В те дни, когда Жильберта предупреждала, что не придет на Елисейские Поля, я старался совершать прогулки, которые бы немного приблизили меня к ней. Иногда я увлекал Франсуазу в паломничество к дому, где жили Сванны. Я заставлял ее без конца повторять то, что она узнала о мадмуазель Сванн от гувернантки. «Говорят, что она очень почитает образки святых. Никогда не уедет из дому, если слышала сову, или какое-то тиканье в стене, или видела кошку в полночь, или мебель трещала. Вообще она очень верующая». Я был так влюблен в Жильберту, что если по дороге замечал их старого дворецкого, выгуливающего собаку, то от полноты чувств останавливался и вперял страстный взгляд в его седые бакенбарды.

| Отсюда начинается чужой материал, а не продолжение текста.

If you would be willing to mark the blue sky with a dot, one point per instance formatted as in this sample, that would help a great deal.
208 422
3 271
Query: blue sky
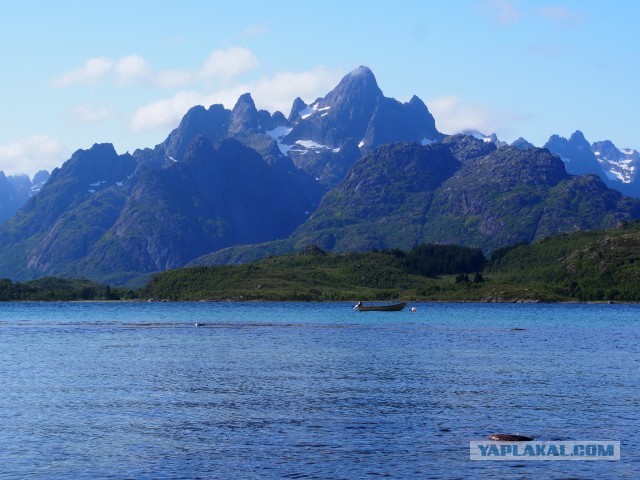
78 73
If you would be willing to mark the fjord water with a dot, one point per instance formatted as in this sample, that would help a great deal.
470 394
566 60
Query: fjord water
294 390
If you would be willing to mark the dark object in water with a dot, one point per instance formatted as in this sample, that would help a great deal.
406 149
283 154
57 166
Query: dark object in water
396 307
507 437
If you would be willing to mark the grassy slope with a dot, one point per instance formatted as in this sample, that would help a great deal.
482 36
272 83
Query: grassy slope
595 265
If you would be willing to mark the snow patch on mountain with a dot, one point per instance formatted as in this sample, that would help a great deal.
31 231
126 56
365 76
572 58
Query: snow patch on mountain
278 134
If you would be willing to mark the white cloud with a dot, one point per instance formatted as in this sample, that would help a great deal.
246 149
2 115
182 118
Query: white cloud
453 115
222 65
86 113
563 15
131 69
505 11
93 71
228 64
255 30
270 93
29 155
166 112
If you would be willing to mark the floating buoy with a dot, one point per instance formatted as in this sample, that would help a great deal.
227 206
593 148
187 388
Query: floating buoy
507 437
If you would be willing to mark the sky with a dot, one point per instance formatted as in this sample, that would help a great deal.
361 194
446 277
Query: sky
125 72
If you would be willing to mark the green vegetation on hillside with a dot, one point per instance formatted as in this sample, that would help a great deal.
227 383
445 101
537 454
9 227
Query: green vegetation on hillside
583 266
59 289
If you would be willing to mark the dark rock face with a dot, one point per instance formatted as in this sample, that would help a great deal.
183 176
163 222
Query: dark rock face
356 109
522 144
212 123
95 218
402 194
576 153
15 190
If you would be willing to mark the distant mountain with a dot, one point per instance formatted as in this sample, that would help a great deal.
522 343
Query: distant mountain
15 190
326 137
353 170
99 217
461 191
522 144
617 168
576 153
619 165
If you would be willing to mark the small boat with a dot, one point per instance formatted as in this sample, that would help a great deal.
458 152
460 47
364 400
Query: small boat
394 307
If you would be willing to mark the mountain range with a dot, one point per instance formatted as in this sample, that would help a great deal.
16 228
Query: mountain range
351 171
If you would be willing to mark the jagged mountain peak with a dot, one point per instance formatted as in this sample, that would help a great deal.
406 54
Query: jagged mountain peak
298 106
244 116
358 85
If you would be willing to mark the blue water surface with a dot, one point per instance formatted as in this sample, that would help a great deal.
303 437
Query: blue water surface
311 390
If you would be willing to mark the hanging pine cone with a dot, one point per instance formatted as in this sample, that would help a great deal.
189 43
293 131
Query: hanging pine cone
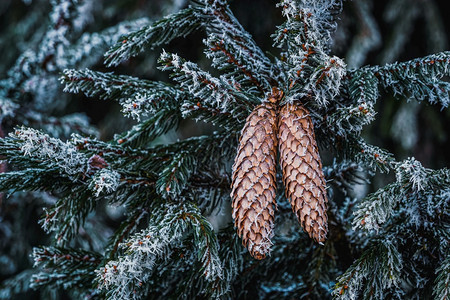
253 187
302 170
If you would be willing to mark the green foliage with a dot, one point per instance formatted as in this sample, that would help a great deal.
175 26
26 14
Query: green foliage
171 234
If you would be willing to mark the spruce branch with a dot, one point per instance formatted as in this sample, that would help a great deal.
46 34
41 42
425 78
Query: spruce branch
16 285
138 97
125 276
179 24
64 267
422 79
373 274
142 134
413 183
442 282
214 99
350 119
232 49
306 33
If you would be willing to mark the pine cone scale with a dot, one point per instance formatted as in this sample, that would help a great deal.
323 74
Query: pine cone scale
253 181
302 170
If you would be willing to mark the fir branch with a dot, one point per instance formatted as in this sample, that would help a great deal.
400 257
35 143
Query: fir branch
373 274
179 24
64 267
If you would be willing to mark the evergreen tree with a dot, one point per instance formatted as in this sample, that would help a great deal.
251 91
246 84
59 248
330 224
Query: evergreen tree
174 236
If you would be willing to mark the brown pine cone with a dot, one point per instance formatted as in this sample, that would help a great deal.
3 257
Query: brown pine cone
302 170
253 182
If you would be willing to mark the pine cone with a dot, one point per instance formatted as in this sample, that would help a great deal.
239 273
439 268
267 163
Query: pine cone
253 187
302 170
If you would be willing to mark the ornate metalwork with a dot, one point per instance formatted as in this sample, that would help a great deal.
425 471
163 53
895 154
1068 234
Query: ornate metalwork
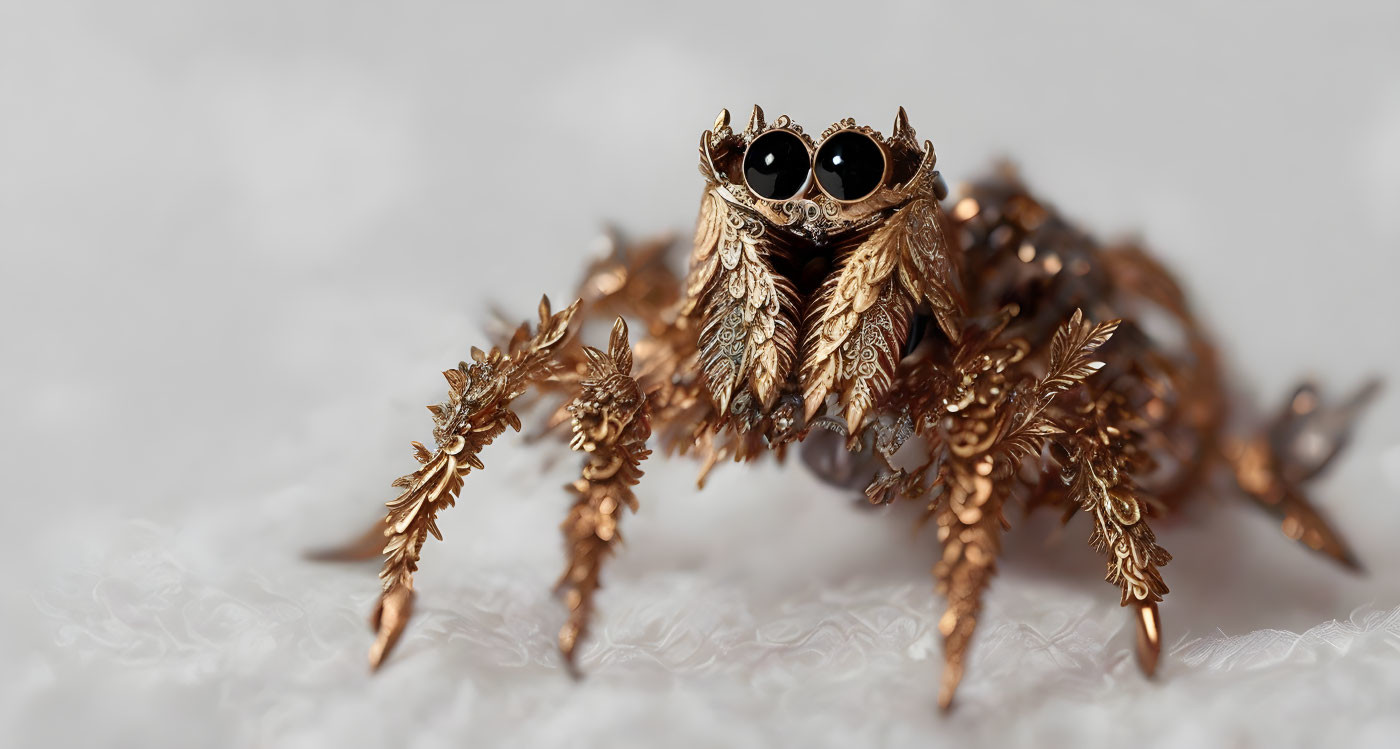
968 353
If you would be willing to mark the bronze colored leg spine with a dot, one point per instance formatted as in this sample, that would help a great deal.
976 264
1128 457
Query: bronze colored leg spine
611 426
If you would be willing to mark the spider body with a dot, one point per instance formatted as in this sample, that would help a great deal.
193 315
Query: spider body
969 353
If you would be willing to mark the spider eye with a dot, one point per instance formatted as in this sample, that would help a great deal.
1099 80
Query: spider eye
850 165
776 165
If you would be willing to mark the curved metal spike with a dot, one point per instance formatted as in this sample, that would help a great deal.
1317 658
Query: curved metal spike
756 119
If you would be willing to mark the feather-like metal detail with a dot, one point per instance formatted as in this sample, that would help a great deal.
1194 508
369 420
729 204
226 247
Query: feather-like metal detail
748 335
611 427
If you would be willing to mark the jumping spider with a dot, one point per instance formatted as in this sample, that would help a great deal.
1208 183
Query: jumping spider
955 352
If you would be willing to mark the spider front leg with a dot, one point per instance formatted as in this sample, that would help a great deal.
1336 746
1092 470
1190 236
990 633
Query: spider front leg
611 424
475 413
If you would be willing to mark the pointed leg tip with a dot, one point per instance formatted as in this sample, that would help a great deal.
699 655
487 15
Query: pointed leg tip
1148 637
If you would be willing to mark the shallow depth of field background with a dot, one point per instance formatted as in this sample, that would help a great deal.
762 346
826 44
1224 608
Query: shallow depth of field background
238 241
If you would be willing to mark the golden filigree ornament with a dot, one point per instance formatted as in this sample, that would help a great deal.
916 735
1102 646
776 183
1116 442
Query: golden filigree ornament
966 353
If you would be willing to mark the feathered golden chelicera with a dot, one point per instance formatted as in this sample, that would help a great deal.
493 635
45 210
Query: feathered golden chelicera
972 353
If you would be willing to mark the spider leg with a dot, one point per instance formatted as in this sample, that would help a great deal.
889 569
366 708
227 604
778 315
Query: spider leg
363 548
611 424
475 413
1298 445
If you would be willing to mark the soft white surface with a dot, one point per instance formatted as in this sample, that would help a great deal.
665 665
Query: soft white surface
240 241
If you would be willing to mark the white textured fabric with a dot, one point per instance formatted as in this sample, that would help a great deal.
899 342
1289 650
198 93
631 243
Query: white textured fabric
240 240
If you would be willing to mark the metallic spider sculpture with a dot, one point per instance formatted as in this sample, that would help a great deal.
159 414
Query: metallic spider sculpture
963 353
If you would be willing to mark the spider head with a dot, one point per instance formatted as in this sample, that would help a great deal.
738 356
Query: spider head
818 189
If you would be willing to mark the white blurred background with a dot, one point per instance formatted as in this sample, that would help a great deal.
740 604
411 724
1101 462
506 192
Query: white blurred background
240 240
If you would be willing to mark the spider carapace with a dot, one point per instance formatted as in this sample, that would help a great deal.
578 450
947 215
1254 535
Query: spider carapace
965 353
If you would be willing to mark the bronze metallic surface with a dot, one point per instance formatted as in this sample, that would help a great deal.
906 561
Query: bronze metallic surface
969 353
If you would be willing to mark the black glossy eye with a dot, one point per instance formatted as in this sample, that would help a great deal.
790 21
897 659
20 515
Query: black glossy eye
849 165
776 165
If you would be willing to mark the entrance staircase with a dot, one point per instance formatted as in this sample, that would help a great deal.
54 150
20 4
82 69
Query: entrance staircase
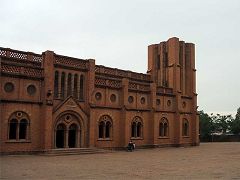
74 151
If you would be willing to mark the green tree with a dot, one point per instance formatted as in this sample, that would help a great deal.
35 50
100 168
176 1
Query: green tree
206 125
222 123
235 125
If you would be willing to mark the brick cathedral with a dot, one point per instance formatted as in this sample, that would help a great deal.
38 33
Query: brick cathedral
50 101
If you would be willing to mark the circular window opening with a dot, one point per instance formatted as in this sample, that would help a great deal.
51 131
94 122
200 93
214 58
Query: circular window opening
113 98
68 117
98 96
130 99
19 114
169 103
9 87
143 100
31 89
184 104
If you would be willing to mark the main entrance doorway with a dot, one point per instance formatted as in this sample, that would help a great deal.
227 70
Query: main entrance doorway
68 133
60 136
72 132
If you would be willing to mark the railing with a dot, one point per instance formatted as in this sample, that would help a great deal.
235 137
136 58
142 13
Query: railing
164 90
71 62
107 83
24 71
139 87
121 73
20 55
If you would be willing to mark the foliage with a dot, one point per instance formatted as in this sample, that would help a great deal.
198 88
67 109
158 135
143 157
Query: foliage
235 126
210 124
206 125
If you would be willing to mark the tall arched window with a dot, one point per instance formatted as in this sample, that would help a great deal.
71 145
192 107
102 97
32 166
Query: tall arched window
133 129
13 125
105 127
75 93
69 84
23 129
136 128
56 85
101 130
163 127
81 93
185 127
18 126
62 84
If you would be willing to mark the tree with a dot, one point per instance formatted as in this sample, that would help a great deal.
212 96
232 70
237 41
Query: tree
222 123
206 125
235 125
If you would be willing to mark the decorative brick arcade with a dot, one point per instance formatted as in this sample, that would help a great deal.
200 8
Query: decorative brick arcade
51 101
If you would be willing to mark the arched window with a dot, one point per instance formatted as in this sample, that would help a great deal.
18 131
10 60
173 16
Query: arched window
23 129
56 85
185 127
62 84
69 84
18 126
105 127
108 126
133 129
81 93
75 93
136 127
13 129
163 127
101 129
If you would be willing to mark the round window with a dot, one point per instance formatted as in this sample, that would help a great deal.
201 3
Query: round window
143 100
31 89
169 102
130 99
19 114
98 96
184 104
68 117
9 87
113 97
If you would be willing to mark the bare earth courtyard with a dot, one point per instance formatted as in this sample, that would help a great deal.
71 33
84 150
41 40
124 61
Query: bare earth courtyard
208 161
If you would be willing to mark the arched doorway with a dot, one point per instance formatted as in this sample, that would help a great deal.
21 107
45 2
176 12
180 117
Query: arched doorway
60 135
68 132
72 136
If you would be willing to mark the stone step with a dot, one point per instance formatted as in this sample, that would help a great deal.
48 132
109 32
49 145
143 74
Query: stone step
74 151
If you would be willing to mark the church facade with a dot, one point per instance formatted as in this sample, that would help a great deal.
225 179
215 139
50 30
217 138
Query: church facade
51 101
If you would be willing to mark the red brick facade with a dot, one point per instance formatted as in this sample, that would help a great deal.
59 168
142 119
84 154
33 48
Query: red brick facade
51 101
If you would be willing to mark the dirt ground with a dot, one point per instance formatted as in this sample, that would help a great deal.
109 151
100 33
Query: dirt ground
208 161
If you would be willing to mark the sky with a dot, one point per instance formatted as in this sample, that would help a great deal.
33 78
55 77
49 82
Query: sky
116 33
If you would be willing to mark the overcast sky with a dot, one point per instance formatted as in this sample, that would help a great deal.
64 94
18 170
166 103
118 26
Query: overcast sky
117 32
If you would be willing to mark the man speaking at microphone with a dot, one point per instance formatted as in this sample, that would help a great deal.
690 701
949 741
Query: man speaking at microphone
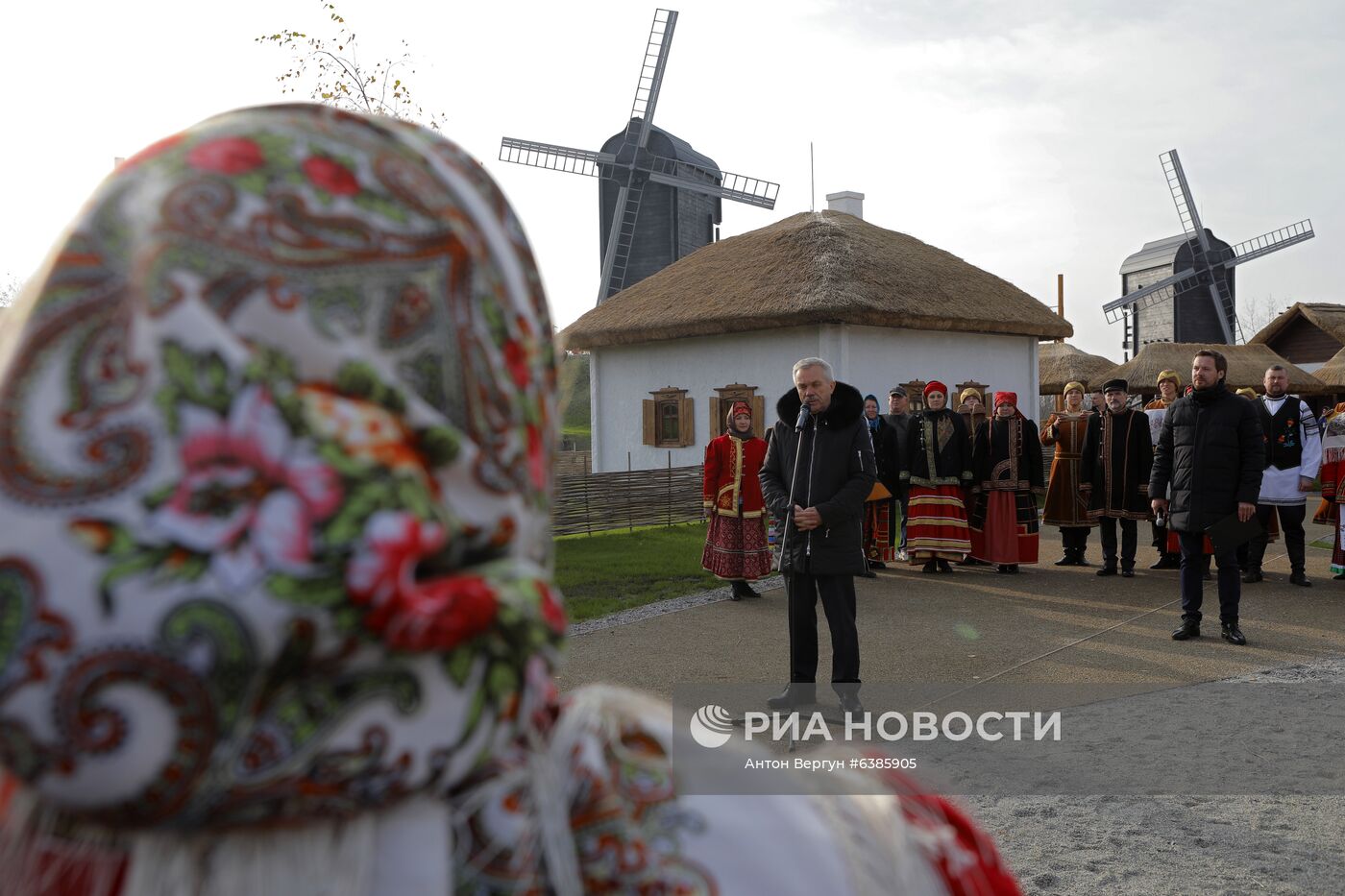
817 475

Франсуаза говорила мне:
— Да что с вами?
Потом мы продолжали наш путь до самых ворот, где привратник, не такой, как другие привратники, вплоть до галунов ливреи исполненный, как мне представлялось, того же горестного очарования, что и имя Жильберты, знал, вероятно, что я из тех, кому врожденная ущербность никогда не позволит проникнуть в таинственную жизнь, охранять которую ему было поручено; эту жизнь огораживали от меня затворенные окна антресолей, занавешенные ниспадавшими благородными муслиновыми шторами и похожие не на окна, а на глаза Жильберты. А иногда мы шли на бульвары, и я останавливался в начале улицы Дюфо; мне сказали, что там часто можно встретить Сванна по дороге к дантисту; и воображение мое настолько выделяло отца Жильберты из всего остального человечества, присутствие его среди реального мира вносило в этот мир такое волшебство, что, еще не доходя до площади Мадлен, я волновался при мысли, что приближаюсь к улице, где внезапно может явиться сверхъестественное существо.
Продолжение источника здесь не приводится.